Word embeddings are a representation of words in the form of vectors in space, which describes their inter-relations within some language system in a spatial manner. Vectoral word representations go back to Wittgenstein's observation that word meaning is determined by the way they are used (Wittgenstein 1953: 80, 109), and Firth’s "You shall know a word by the company it keeps." (Firth 1962: 11). Popularity of word embedding applications started by improved search engines (Mikolov et al. 2013), and is now used widely in humanities (Hamilton et al. 2016, Antoniak & Mimno, 2018). We use word embeddings to (a) validate our spatial entity detection lists compiled from external resources on word-vector representations; (b) develop a new resource for interior items that could not be obtained from external resources.
We used a large corpus comprising altogether N= 17,228 texts in German across different literary genres for the whole period of newer German literature (retrieved mainly from

https://www.projekt-gutenberg.org/
). Compilation ensured a maximally broad range of spatial terms, across time and genres, generalizing over the whole population of spatial terms in German (literature) with extensive training material, counting around N= 500 million tokens. Part of the corpus was our collection of German-Swiss literature, built using a combined list of 10,000 titles of fictional narratives written by Swiss authors in German (Herrmann et al., 2021), and a list of 1,997 names of authors with Swiss nationality, extracted from Wikidata. Open repositories were searched for digital versions of texts written by Swiss authors. A corpus of N= 482 Swiss novels was thus compiled, combining n= 450 novels in digital form, and n= 38 more novels newly digitized.

Method

We followed Ehrmanntraut et al.’s (2021) suggestion of fastText as the better performing solution for word embeddings in German. As our goal was to assess the usefulness of this method for discovery of terms related to terms associated with fictional space, with special attention on spatial interiors, we used a combined corpus of German and Swiss German literature to build a fastText model of vector relationships. We first built a model of spatial relationships and similarities as evidenced in German literature (extrapolated from the large and specialized collections described above). This model was examined using lists of seed words, requesting the 10 closest neighbors for each of the terms earlier distinguished as matching relevant categories by philological expertise. Our work was divided into two tasks with separate goals: Validating spatial entities lists (task A), Extending a manual list (task B).

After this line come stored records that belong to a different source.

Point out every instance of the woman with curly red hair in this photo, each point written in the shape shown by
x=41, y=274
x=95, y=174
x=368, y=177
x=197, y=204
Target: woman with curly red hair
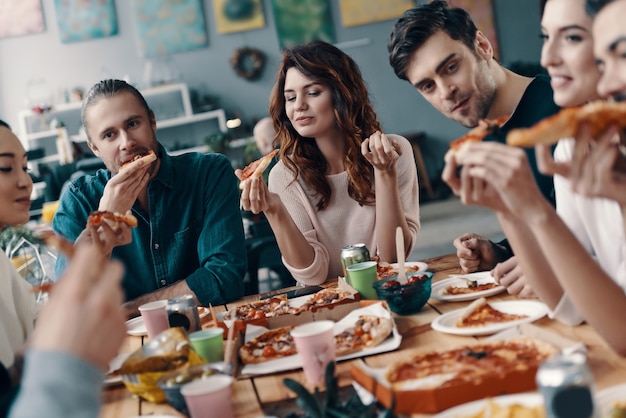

Task A: Validating spatial entities lists

Goal of this task was validation of two entity lists compiled in a mixture of manual and automatic retrieval. We searched for the 10 most “similar” words for each item from the urban and rural spatial entities lists (for more details see Herrmann & Grisot, 2022):

Rural entities (n= 274): spatial terms relating to – or characteristic of – the countryside, in particular human settlements or infrastructures, as opposed to those of the city (for example
Wanderweg: footpath,
Feld: field,
Hütte: hut, shack);

Urban entities (n= 262): spatial terms relating to the city, its buildings and infrastructures (for example
Bahnhof: station,
Kreuzung: crossing,
Palast: palace)

For both lists we determined whether seed words from the same list appear among the similarity matches. High overlap indicates well-formation of the list, approaching the true population of spatial terms used in literature written in German for “urban” and “rural”, respectively. We also perused the list for new relevant spatial entities to extend the list.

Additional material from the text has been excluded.